Tag Archives: 1934

Property Man: New Style, 1934

The following article from 1934 details the evolution of a props director in film which was occurring throughout the twentieth century:

By Frank S. Nugent

It’s a far cry—in fact, it’s a good resounding whoop—from  the humble, janitor-like property man of yesteryear to the high-geared, big executive who has the same title in the modern motion-picture studio. By way of illustration, one could point to Albert C. (“Whitey”) Wilson, head of the Warner studio’s property department, who was in town last week taking a turn through the local shops and shoppes, picking up some new ideas on decoration and making a few judicious purchases to “sweeten up the stock” on the Brothers’ ample shelves back in Hollywood.

Mr. Wilson is the purchaser and custodian of a property stock valued at $500,000. It fills one warehouse in the Burbank studios, five lesser storerooms elsewhere in Hollywood and another at the Sunset plant. Mr. Wilson has no idea just how many articles are on hand; somewhere in the “hundreds of thousands” was his best estimate. They range in size from a jeweled snuff box to a coach for Madame DuBarry or an English poster bed, Tudor style.

On twenty-four hours’ notice—and that generally is the best they can expect—his department can turn four studio walls into a penthouse gambling den or a fisherman’s chapel, the inside of a submarine or the outside of an airliner, a prison mess hall or a ballroom at a débutante’s coming-out party. Things like that are just routine and have no terrors.

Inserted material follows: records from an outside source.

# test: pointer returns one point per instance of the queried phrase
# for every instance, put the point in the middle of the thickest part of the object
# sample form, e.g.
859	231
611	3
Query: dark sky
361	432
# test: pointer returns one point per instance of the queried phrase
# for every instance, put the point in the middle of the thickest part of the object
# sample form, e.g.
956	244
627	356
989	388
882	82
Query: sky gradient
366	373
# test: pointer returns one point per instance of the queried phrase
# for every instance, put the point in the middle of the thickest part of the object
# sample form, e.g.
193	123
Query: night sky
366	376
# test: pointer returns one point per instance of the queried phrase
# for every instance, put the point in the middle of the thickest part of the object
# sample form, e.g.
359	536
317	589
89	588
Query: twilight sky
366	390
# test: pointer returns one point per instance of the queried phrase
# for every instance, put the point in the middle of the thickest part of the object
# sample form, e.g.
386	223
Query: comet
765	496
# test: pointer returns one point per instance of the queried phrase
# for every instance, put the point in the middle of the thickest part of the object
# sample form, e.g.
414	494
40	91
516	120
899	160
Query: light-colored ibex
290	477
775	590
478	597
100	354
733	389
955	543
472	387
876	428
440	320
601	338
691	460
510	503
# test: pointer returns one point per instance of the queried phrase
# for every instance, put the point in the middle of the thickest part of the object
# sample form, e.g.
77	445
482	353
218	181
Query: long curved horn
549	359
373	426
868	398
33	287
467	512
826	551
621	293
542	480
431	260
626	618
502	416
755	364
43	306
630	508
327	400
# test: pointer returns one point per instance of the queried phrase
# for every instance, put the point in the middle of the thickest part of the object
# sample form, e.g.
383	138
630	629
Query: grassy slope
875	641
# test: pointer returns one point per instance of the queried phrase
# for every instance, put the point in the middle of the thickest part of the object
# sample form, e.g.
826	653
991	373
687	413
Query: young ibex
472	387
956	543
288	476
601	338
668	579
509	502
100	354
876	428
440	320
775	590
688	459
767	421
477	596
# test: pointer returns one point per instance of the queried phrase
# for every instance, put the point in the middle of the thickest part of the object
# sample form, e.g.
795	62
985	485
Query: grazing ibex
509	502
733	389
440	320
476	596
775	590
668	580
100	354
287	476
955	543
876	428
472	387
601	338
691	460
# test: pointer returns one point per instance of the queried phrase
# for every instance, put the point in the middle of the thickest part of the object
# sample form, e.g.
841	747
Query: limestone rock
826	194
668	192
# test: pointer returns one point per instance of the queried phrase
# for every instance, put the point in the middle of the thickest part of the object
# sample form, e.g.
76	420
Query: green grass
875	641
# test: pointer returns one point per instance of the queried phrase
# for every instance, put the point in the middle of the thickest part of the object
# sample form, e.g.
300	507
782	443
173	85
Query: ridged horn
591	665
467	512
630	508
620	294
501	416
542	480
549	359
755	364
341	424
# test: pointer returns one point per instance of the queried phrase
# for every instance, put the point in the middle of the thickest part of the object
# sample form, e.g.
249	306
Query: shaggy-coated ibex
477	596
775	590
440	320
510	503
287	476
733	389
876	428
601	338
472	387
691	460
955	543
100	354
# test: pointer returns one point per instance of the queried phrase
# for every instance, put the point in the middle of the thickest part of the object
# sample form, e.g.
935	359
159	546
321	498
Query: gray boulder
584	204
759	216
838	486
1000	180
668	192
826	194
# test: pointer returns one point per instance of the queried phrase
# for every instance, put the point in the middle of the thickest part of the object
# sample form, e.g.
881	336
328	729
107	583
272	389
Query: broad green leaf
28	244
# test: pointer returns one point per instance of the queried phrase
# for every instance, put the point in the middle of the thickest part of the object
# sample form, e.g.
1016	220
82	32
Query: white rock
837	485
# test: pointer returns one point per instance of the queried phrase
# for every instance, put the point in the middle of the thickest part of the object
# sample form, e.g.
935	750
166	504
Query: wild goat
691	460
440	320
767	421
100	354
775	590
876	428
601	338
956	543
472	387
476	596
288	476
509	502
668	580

But it’s a different story when Busby Berkeley comes along with his “Gold-Diggers of 1935” and asks, as he just did, for fifty ivory-hued grand pianos that do not, of necessity, have to play, but must be able to dance. Or when, as in “Wonder Bar,” the director insists upon a scene with twelve mirrors, each of which must be twenty feet high and sixteen feet long. Or when, as in “It’s Tough to Be Famous,” the Navy Department refuses, at the last minute, to lend the studio twenty-five submarine escape “lungs” and the property man is told to have prop imitations ready by 9 the next morning—and has to drive all over town at midnight looking for baking powder cans of a certain size because they happen to look like one important part of the “lungs.”

Things like that are what wear a man down, Mr. Wilson says. Oh, yes! He got the pianos for Mr. Berkeley; had them made up by one of the country’s largest piano companies. They’ll be seen waltzing around and going through formations in the next “Gold Diggers.” And he got the mirrors for “Wonder Bar.” They’re still in the studio warehouse, and once in a while he has a chance to use one of them—but not all, not ever again, he’s afraid.

Nugent, Frank S. “Property Man: New Style.” New York Times, 25 Nov. 1934.